A guarantor mortgage will mean your parents agree to pay the portion about 75% LTV if you stop paying. You may take out a 95% LTV mortgage and therefore only have to find 5% deposit but benefit from the interest rates of a 75% loan. (Personally the chances of causing a family rift if things go pear-shaped would steer me away from this one. Each to their own though.)

A family offset mortgage involves money rather than a guarantee. It will allow for the parents to dedicate some of their money to a third-party (ie. the bank or building society) so that you can achieve a mortgage. In practice, parents deposit money in a dedicated savings account. The bank adds that amount to whatever deposit you may have, and the combined amount is treated as the deposit towards the mortgage. Once your LTV reduces over time (by repayments and house value rises), your parents have their money returned and you carry on as normal.

Here's an independent Which article: http://www.which.co.uk/money/mortgages-and-property/guides/first-time-buyer-mortgages/parent-mortgages/

I'd also read a couple of provider's pages to get a feel for the idea: https://www.barclays.co.uk/Mortgages/FamilySpringboardMortgage/P1242627640100 or http://www.scottishbs.co.uk/mortgages/guarantor-mortgage-for-first-time-buyers.html or http://www.mhbs.co.uk/family_deposit_mortgage_1_50_discount_for_term.aspx Not endorsements obviously, just a way to understand the concept and get a feel for the language they use.

In short, using the money indirectly is much cleaner than your parents actually just giving you such a large sum and then you having to pay it back.

  • Let's say I go for the loan option, do I need to tell HMRC about the loan?
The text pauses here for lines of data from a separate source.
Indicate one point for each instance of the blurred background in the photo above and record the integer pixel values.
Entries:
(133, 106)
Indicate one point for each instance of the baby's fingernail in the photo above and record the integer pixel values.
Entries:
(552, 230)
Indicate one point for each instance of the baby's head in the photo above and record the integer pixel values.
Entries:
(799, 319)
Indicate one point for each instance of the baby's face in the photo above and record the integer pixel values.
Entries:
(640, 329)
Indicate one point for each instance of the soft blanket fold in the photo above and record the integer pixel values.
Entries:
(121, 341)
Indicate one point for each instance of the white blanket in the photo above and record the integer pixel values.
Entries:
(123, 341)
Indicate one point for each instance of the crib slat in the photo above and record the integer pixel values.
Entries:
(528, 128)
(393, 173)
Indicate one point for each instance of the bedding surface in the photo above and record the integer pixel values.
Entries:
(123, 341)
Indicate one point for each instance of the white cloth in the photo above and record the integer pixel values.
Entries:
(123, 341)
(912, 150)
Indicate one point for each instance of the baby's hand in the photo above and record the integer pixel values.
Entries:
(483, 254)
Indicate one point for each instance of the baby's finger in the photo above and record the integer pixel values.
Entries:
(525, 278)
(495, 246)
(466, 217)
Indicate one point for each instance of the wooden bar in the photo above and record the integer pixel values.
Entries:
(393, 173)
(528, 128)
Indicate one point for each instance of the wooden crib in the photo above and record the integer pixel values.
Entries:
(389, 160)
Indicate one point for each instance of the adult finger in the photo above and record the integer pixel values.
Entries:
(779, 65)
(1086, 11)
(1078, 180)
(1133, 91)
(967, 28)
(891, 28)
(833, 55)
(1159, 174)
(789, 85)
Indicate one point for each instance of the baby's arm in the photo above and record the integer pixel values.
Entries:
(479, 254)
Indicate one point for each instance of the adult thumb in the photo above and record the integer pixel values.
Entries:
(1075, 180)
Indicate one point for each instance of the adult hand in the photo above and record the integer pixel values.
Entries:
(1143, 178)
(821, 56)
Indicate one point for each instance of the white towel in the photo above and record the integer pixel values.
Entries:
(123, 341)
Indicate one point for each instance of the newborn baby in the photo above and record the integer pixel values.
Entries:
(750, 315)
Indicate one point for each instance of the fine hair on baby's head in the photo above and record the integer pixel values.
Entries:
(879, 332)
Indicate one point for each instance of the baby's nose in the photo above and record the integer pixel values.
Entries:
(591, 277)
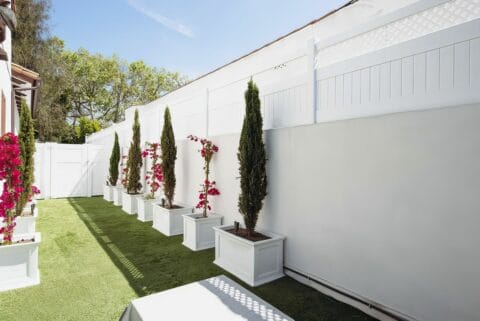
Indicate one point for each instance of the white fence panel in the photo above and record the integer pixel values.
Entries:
(439, 69)
(64, 170)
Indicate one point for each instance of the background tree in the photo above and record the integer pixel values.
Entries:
(31, 32)
(78, 84)
(252, 159)
(169, 155)
(87, 127)
(134, 162)
(114, 160)
(26, 139)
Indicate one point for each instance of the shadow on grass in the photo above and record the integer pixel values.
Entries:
(152, 262)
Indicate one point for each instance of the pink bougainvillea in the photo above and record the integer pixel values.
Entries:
(208, 187)
(12, 184)
(154, 175)
(35, 191)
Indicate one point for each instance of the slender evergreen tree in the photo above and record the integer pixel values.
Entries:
(252, 159)
(114, 160)
(26, 139)
(134, 162)
(169, 155)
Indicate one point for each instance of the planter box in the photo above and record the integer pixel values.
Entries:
(198, 231)
(145, 208)
(169, 221)
(129, 203)
(117, 196)
(255, 263)
(108, 193)
(19, 264)
(26, 224)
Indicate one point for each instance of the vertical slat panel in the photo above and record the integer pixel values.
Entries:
(396, 79)
(356, 87)
(339, 91)
(433, 70)
(375, 83)
(365, 80)
(347, 89)
(385, 81)
(331, 93)
(420, 73)
(407, 76)
(323, 94)
(462, 65)
(446, 67)
(475, 63)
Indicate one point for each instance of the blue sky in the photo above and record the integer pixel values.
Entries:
(192, 37)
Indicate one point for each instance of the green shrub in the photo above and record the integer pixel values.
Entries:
(169, 155)
(252, 159)
(114, 160)
(134, 162)
(26, 139)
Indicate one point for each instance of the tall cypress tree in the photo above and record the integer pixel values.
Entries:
(26, 139)
(134, 162)
(252, 159)
(114, 160)
(169, 155)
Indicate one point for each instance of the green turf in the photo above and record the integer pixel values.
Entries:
(94, 259)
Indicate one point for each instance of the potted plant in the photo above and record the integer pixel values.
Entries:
(198, 228)
(134, 165)
(26, 211)
(111, 183)
(18, 253)
(118, 191)
(167, 216)
(153, 178)
(253, 256)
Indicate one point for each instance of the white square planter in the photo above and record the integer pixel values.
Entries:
(129, 203)
(198, 231)
(255, 263)
(19, 263)
(145, 208)
(117, 196)
(169, 221)
(108, 193)
(26, 224)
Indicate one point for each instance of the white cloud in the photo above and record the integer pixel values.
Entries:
(165, 21)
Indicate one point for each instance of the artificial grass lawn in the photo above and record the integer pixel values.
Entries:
(94, 259)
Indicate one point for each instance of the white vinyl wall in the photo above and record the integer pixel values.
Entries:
(63, 170)
(371, 119)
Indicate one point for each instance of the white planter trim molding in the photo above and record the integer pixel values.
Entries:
(145, 208)
(117, 196)
(129, 203)
(255, 263)
(170, 221)
(198, 233)
(26, 224)
(108, 193)
(19, 263)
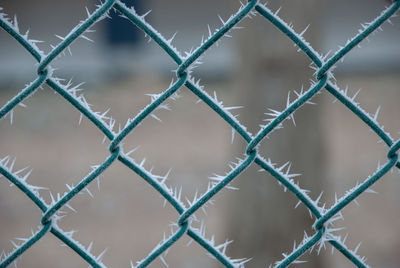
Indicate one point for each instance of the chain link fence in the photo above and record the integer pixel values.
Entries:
(324, 79)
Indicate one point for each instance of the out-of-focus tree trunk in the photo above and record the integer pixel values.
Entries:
(262, 219)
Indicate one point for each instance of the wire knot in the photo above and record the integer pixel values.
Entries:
(393, 150)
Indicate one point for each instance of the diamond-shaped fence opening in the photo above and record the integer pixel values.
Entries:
(189, 223)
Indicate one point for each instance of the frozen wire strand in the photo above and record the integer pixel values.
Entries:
(198, 91)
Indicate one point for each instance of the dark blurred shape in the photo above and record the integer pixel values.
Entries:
(120, 31)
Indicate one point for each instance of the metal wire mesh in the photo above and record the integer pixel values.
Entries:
(324, 80)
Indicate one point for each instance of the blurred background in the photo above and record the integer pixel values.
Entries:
(256, 68)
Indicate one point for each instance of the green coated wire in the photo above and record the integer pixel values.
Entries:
(183, 78)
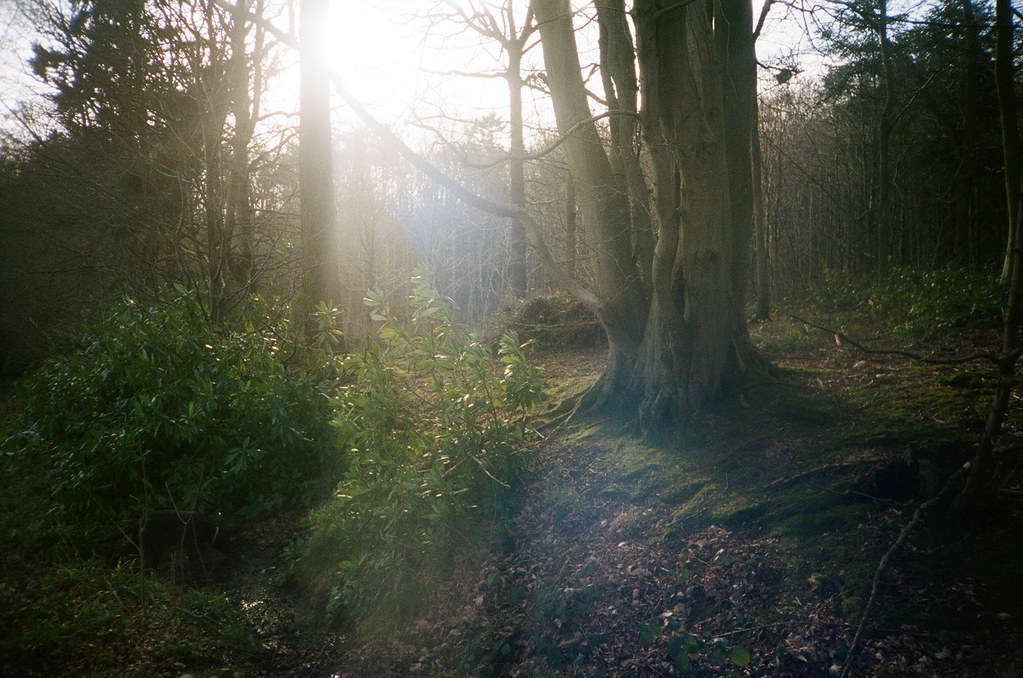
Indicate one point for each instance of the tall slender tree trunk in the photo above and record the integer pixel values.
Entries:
(1011, 144)
(982, 471)
(518, 270)
(762, 311)
(246, 109)
(319, 249)
(882, 208)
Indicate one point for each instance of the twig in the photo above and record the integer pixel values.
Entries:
(982, 355)
(883, 563)
(820, 469)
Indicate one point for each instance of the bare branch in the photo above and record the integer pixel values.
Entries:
(584, 296)
(982, 355)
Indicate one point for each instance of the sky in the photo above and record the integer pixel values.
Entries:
(396, 61)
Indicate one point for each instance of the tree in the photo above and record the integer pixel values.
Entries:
(672, 306)
(319, 252)
(501, 28)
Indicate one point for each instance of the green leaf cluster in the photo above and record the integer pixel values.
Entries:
(688, 651)
(435, 432)
(916, 302)
(159, 407)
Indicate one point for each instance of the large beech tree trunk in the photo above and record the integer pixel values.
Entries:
(671, 295)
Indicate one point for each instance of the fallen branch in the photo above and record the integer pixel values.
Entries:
(820, 469)
(981, 355)
(886, 558)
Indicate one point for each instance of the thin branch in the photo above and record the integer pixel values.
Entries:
(983, 355)
(886, 558)
(763, 17)
(584, 296)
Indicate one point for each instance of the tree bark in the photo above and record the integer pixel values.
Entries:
(1011, 144)
(319, 251)
(683, 344)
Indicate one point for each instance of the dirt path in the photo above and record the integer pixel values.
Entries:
(602, 577)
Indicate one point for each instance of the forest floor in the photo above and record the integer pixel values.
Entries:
(745, 547)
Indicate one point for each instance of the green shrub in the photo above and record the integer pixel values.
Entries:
(434, 428)
(915, 302)
(159, 407)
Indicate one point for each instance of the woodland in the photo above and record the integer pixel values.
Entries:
(648, 337)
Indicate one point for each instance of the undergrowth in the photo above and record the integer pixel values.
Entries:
(159, 407)
(435, 432)
(915, 303)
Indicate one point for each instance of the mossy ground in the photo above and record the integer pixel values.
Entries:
(749, 539)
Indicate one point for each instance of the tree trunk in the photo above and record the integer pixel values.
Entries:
(882, 209)
(517, 181)
(245, 107)
(684, 344)
(319, 250)
(760, 228)
(1011, 145)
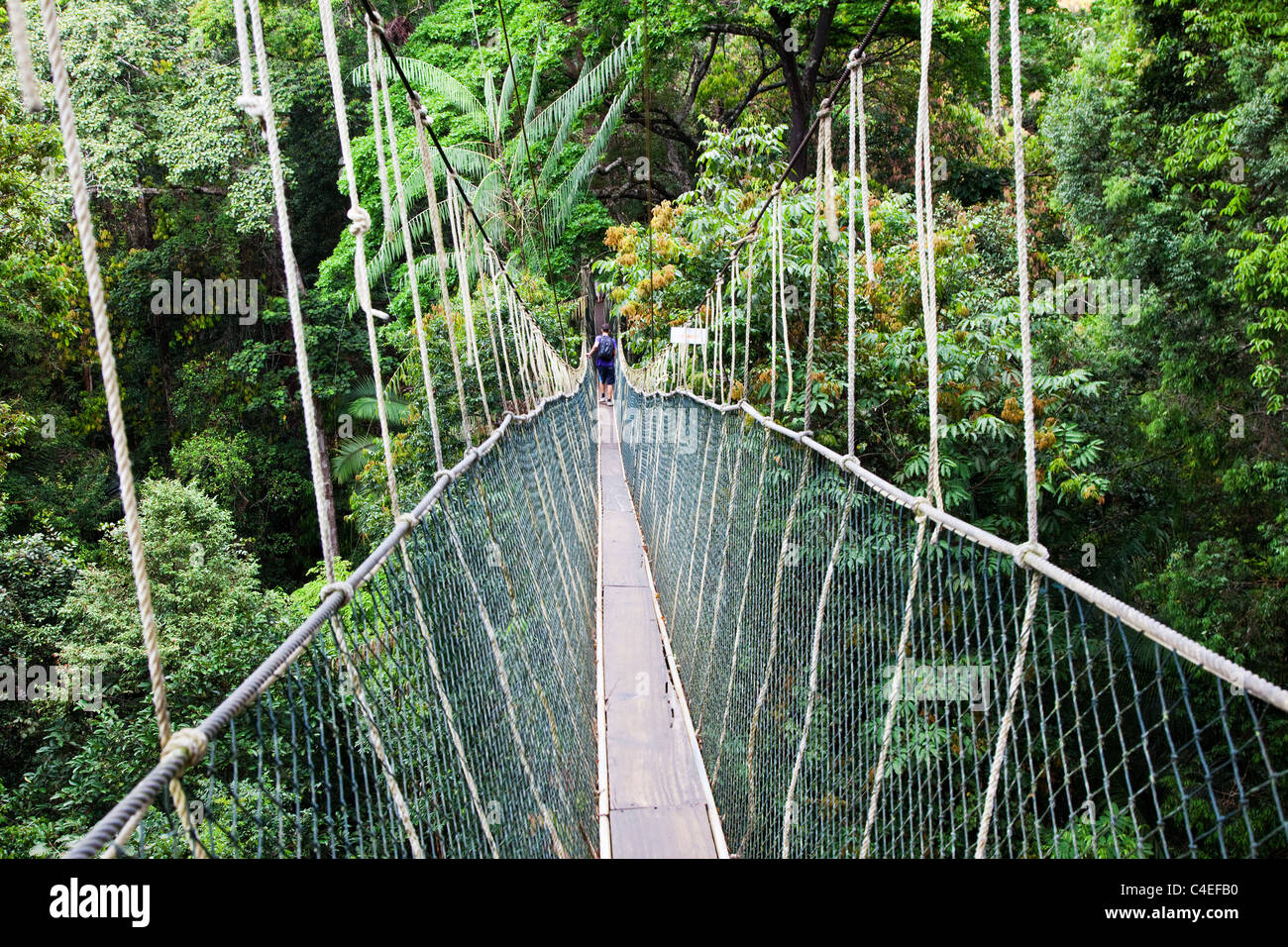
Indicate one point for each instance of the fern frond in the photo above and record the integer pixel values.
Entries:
(589, 86)
(557, 210)
(425, 77)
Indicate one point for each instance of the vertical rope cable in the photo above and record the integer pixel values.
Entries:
(22, 56)
(168, 741)
(995, 71)
(1030, 486)
(262, 107)
(926, 274)
(824, 206)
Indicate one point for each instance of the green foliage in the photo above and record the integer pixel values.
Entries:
(1168, 141)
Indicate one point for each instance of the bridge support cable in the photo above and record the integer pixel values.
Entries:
(883, 630)
(335, 746)
(360, 227)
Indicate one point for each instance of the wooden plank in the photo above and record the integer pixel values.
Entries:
(658, 801)
(674, 831)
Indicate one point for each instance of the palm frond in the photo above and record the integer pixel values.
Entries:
(351, 457)
(589, 86)
(557, 210)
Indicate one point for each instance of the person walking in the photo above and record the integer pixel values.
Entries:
(605, 364)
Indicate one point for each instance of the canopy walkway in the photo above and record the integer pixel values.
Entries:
(677, 626)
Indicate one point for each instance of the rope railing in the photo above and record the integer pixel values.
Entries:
(290, 770)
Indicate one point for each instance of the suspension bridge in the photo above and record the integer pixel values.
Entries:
(671, 625)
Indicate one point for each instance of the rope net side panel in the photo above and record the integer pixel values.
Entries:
(485, 714)
(785, 579)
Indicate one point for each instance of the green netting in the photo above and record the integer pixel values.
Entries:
(1120, 748)
(503, 566)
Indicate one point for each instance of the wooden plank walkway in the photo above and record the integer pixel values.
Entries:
(658, 802)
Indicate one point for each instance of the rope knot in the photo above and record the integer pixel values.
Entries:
(1026, 549)
(254, 106)
(344, 586)
(191, 742)
(361, 218)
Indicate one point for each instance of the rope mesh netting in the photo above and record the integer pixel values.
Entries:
(503, 566)
(785, 579)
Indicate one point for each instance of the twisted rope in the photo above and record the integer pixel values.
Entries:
(112, 393)
(22, 56)
(1030, 484)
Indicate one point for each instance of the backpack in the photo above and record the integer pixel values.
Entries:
(605, 350)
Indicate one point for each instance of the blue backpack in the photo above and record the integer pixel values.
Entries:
(605, 350)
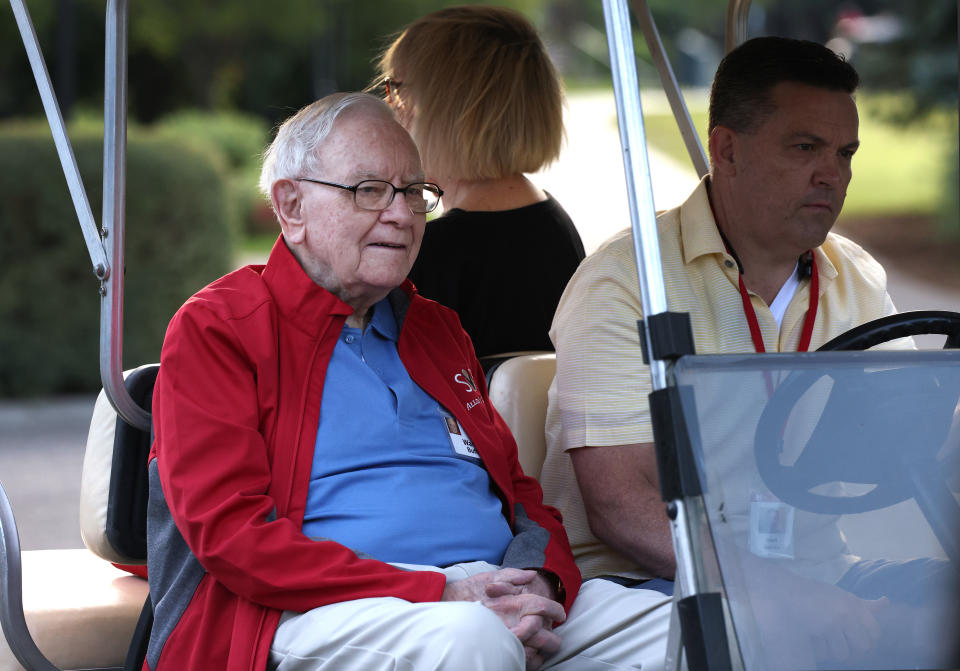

My parents would send the money to my bank account, would they ask about that transfer?
    – algiogia
    Commented Apr 13, 2015 at 10:55
  • My understanding is that you would not have to tell them. The difficulty arises if your parents were to pass away within 7 years. This would then mean that the gift could be included in an Inheritance Tax investigation. Annual limit is only £3,000 per person annually (so £6,000 from both parents in total) and this is likely less than the sum you are talking about here. This article answers the question you pose: theguardian.com/money/2013/dec/18/…
    – Chris
    Commented Apr 13, 2015 at 12:33

If your parents were resident but not domiciled in the UK and were using the Remittance Basis in the year when they got the income or gains from which they're now lending you this money that could trigger UK income tax and or capital gains tax on the money the transfer to the UK whether to an account of their own or directly to your account. If they were non resident or using Arising Basis or it was UK income then this is not an issue.


As regards Inheritance Tax if your parents are abroad the question must be asked about their Domicile status as non doms are generally only subject to IHT on assets situated in the UK.